Y ello porque las críticas a la “divinización del dinero” y al poder banquero han sido la tónica dominante en los mensajes navideños y en los sermones del obispo aleman Wolfgang Huber, presidente del Consejo de la Iglesia Evangélica, en estas fiestas. Confesión suma millones de fieles en el país.

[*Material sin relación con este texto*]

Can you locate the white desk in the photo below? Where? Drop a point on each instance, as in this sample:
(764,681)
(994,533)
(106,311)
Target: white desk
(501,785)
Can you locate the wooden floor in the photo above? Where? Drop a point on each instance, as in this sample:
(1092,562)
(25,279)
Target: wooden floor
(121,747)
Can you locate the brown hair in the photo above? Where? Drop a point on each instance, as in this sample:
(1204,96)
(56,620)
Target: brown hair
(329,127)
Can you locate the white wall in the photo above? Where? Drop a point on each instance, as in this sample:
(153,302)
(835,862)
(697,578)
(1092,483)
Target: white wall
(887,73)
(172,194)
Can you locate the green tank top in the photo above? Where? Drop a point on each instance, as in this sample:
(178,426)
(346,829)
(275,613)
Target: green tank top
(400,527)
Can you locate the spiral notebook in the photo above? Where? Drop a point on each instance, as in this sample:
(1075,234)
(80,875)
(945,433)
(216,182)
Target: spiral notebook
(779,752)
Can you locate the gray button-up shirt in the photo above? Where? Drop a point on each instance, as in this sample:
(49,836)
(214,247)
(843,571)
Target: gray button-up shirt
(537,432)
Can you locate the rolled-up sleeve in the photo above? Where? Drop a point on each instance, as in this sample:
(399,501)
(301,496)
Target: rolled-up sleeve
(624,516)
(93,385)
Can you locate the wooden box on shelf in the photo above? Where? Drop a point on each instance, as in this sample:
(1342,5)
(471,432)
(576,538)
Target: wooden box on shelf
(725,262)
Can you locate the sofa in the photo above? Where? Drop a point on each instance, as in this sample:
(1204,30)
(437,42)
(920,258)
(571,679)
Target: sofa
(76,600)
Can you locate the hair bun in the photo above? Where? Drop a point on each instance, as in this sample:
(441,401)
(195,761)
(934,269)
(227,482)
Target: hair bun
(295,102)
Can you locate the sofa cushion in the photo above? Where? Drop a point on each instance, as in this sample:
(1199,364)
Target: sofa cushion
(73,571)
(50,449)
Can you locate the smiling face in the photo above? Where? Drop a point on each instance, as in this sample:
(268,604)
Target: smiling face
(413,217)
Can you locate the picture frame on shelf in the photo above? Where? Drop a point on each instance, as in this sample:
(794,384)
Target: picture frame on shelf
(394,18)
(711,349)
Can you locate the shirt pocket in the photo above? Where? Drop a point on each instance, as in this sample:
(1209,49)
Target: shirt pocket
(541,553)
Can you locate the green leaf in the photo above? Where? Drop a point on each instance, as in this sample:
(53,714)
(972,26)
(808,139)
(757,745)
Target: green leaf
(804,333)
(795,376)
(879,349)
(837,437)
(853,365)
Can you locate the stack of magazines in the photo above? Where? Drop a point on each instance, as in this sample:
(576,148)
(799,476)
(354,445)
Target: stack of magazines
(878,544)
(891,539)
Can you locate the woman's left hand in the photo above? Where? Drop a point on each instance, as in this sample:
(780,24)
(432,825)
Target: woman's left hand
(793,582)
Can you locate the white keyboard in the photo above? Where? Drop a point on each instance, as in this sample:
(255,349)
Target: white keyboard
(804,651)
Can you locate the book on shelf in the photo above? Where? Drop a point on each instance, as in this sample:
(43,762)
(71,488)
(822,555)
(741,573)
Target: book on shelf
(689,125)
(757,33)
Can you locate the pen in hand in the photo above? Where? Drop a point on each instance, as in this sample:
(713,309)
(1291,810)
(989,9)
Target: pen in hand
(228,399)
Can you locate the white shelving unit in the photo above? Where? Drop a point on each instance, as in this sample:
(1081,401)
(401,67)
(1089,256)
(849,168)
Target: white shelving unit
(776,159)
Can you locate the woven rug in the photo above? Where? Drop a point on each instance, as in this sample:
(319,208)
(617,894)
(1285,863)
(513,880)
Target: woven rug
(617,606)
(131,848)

Ante ello, el ministro alemán de Asuntos Exteriores, Frank-Walter Steinmeier, anunció en una entrevista en la prensa germana que promoverá una cumbre entre el obispo aleman y el ámbito financiero para pacificar los ánimos. Huber, en concreto, personalizó sus críticas en Josef Ackermann, presidente del gigante Deutsche Bank y quintaesencia del banquero sin escrúpulos para muchos de sus compatriotas, de quien dijo que pretendía sacar unos rendimientos “exagerados”, que tarde o temprano llevarán al “hundimiento”.
Los propósitos de Ackermann son “una forma de divinización” alrededor del “ternero de oro”, dijo Huber, para quien “el dinero se ha convertido en un dios”.
Paralelamente, cinco obispos de la Iglesia de Inglaterra acusaron también ayer de “corrupción moral” al Gobierno del primer ministro laborista, Gordon Brown, al poner en entredicho sus “escandalosas” políticas para afrontar la crisis. El de Manchester afirmó que el Ejecutivo laborista está “seducido por el dinero” y “moralmente corrupto”.